こわっ! よく考えてみれば、木登りと違って門扉って全然身体安定しないじゃん!! ちょっとバランス崩すと落ちそうになるんですけど!
「君! 落ち着いて! ゆっくりこっちに戻って来るんだ!!」
「大丈夫! 落ちても私達が受け止めるから!!」
身体が強張って動けなくなっていると思ったのか、憲兵がご親切に助けようと声をかけてくれる。

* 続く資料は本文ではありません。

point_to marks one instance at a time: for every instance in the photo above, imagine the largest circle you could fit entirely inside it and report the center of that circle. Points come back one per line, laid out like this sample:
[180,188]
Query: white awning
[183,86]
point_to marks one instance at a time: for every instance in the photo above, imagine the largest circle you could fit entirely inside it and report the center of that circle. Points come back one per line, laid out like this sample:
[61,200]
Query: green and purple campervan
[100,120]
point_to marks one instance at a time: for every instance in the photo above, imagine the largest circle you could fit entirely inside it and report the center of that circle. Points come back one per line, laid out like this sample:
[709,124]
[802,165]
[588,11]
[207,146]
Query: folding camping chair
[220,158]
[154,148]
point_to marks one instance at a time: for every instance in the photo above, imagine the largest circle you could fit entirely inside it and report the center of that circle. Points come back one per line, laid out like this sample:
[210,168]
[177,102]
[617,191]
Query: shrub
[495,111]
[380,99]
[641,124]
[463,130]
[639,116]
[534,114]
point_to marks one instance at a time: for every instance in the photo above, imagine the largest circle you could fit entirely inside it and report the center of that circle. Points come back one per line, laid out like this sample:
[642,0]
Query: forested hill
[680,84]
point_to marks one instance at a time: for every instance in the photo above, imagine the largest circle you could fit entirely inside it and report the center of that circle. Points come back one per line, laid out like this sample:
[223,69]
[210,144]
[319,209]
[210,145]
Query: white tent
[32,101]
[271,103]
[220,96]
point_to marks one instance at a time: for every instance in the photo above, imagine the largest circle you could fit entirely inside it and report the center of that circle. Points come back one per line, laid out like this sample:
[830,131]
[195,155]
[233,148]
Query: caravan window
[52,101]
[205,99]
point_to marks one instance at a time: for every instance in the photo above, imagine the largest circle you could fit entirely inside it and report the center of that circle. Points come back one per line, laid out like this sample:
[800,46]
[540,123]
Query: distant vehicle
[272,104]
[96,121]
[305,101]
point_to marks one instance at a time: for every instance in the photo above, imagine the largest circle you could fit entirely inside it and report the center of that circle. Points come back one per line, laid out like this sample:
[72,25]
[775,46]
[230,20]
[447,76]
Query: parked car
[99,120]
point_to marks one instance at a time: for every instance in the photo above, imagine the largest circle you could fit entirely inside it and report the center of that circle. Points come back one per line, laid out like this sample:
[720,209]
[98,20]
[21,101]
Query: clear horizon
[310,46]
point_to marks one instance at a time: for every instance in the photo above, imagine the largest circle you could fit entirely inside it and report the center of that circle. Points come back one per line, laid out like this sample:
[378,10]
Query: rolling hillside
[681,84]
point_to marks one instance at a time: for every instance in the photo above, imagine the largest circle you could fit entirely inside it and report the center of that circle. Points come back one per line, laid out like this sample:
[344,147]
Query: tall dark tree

いや、でも、もうここまで来たら越えてしまった方がいいのでは!?
慎重に行けば降りれるってこれ。
と、軽率な考えをした俺は、跨いだ足を戻さずにそのまま校舎の方へ入れようと前屈みになって身体を安定させた。
足場を探りながら慎重に門扉を降りる。
下の方で、憲兵がおろおろとしているのが伝わって来た。
「ああ! 戻って来いって言ったのに!」
「おい! 誰か来てくれ!! 生徒が門を乗り越えようとしているぞ!!」
ちょっ! あまり大事にしないで下さい......!
幸い校門は教室から見えないから生徒に見られる心配はないけれど、憲兵が騒ぎ立てれば教員に気付かれてしまうかもしれない。そうなってしまったらそれこそ罰は課題では済まないだろう。最悪、停学になるかも?
ヤバい! 早く逃げなきゃ!!
そう、慌てたのがいけなかったらしい。
しっかりと足場を確認してから降りなければいけないのに、焦った俺はまともに確認をせず適当な場所に足をかけた。すると、複雑な模様は俺の足を受け入れず、あっさりと足を滑らせてしまう。
大きくバランスを崩した俺は、自分の身体を支えきれず門扉から手を離してしまった。
必然。俺の身体は地面目掛けて落下する。
『皐月ってさ、たまにスッゴいアホな行動とったりするよね』
いつだったか、三代に言われた言葉が脳裏を過った。